I know that for a surface $S \subseteq \mathbb{R}^3$, the gauss curvature and the sectional curvature are equivalent.
I was wondering if there is any useful way we can understand sectional curvature in terms of gaussian curvature for higher dimensional Riemannian manifolds.
To be more concrete, let $M$ be a $m$ dimensional Riemannian manifold where $m>2$. For simplicity, assume that $M$ is geodesically completely and connected (any two points in the manifold are joined by a geodesic).

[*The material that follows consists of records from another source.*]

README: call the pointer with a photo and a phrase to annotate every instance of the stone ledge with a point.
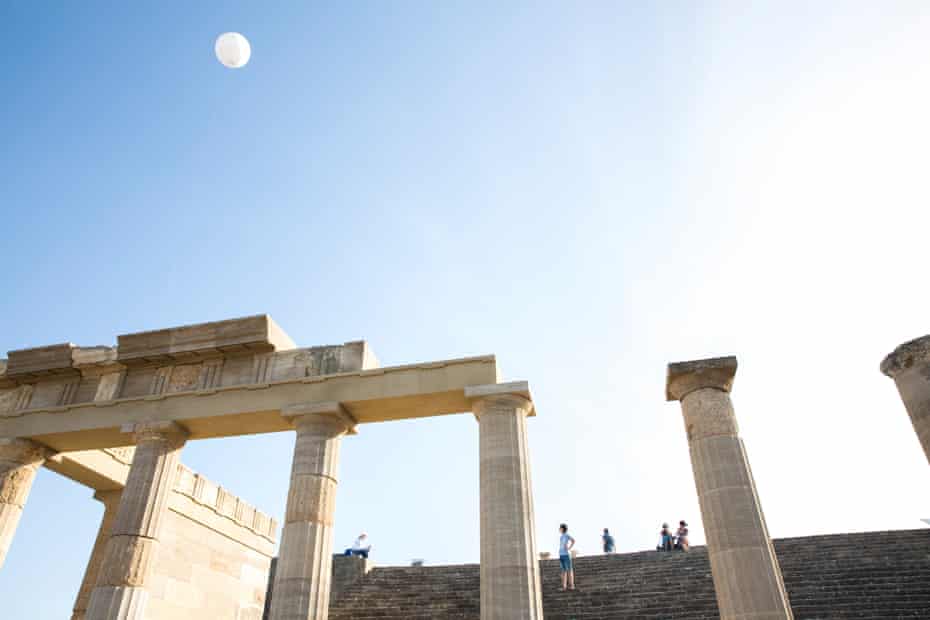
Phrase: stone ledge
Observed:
(224, 504)
(38, 362)
(686, 377)
(247, 386)
(254, 333)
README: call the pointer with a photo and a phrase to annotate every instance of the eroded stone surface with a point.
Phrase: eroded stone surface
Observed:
(304, 569)
(685, 377)
(510, 577)
(747, 577)
(912, 353)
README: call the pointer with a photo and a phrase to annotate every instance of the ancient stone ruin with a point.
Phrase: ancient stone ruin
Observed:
(172, 544)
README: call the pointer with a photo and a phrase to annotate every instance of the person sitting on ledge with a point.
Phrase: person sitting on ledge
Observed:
(608, 540)
(360, 547)
(681, 537)
(665, 543)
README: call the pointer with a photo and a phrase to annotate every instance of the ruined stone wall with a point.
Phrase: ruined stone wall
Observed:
(201, 573)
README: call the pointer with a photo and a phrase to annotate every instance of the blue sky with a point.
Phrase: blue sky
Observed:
(588, 190)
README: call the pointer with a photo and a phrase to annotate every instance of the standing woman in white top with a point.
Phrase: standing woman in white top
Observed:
(566, 543)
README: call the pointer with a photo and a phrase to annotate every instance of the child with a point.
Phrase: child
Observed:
(566, 543)
(681, 542)
(666, 541)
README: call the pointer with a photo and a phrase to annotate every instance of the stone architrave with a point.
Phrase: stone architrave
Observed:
(909, 366)
(747, 577)
(121, 589)
(19, 460)
(510, 574)
(110, 501)
(304, 569)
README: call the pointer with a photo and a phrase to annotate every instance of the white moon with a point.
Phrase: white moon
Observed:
(233, 50)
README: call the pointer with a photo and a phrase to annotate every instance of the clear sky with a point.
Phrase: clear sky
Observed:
(587, 190)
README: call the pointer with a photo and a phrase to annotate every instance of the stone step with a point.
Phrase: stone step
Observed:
(863, 575)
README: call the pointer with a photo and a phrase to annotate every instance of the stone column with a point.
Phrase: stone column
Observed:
(19, 460)
(909, 366)
(110, 500)
(121, 590)
(304, 570)
(510, 576)
(747, 578)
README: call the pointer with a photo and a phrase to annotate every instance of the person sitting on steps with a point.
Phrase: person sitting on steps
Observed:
(566, 543)
(360, 547)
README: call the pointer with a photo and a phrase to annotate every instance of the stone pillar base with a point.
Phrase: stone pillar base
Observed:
(117, 603)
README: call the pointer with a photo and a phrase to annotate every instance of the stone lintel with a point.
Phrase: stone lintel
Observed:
(519, 389)
(686, 377)
(4, 380)
(56, 359)
(911, 353)
(154, 430)
(94, 356)
(254, 334)
(324, 408)
(24, 451)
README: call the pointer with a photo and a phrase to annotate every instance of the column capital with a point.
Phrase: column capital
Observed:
(330, 412)
(686, 377)
(912, 353)
(110, 499)
(23, 451)
(156, 431)
(515, 394)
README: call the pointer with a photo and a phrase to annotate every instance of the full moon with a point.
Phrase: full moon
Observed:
(233, 50)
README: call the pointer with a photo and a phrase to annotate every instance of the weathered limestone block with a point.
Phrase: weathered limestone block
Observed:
(510, 576)
(110, 500)
(41, 361)
(909, 366)
(120, 592)
(19, 460)
(304, 569)
(255, 333)
(747, 577)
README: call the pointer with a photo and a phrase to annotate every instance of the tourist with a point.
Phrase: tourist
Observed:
(665, 541)
(681, 537)
(566, 543)
(360, 547)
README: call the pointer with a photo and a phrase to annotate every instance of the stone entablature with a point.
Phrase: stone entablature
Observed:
(186, 359)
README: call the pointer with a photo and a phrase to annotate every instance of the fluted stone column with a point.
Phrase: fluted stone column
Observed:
(304, 569)
(110, 500)
(747, 577)
(510, 576)
(909, 366)
(121, 590)
(19, 460)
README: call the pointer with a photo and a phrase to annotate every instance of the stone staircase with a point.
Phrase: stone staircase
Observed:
(869, 575)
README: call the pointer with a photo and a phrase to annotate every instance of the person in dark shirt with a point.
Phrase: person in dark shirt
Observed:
(665, 541)
(681, 537)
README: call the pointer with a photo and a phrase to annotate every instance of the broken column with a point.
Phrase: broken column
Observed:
(110, 501)
(909, 366)
(747, 577)
(304, 569)
(510, 577)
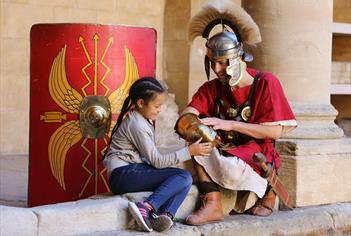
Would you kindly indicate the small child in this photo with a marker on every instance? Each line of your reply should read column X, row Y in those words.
column 134, row 164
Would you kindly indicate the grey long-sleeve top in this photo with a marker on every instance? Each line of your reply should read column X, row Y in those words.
column 134, row 142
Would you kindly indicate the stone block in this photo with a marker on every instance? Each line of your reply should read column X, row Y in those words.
column 17, row 221
column 317, row 172
column 82, row 216
column 106, row 5
column 18, row 20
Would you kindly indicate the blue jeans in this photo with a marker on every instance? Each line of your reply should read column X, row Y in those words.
column 169, row 185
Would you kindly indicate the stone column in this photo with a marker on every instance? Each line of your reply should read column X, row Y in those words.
column 296, row 47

Consider some point $x \in M$ and let $U$ be a small enough neighborhood around $x$. Let $T_{x}M$ be the tangent space of $M$ at $x$. Consider any two linearly independent elements of the tangent space, $u,v$. Let $k$ be the section curvature at $x$ of the 2-plane $\sigma$ spanned by $u,v$. I have the following question:
Consider the geodesics $\gamma_{u}$ and $\gamma_{v}$ emanating at $x$ in the directions of $u$ and $v$ such that $\gamma_{u}, \gamma_{v} \subseteq U$. Is there a way to use these geodesics to define some two dimensional surface whose gauss curvature equals $k$? Otherwise, what are some intuitive interpretations of gauss curvature relate to sectional curvature that you know?
Thanks in advance!
You can get the surface you desire using the exponential map $e : T_x M \to X$.
First let $P \subset T_x M$ be the 2-dimensional linear subspace spanned by the vectors $u,v$. Also choose $r>0$ so that $e$ is injective on the open ball $B_r \subset T_x M$ of radius $r$. The surface you want is simply $e(P \cap B_r)$.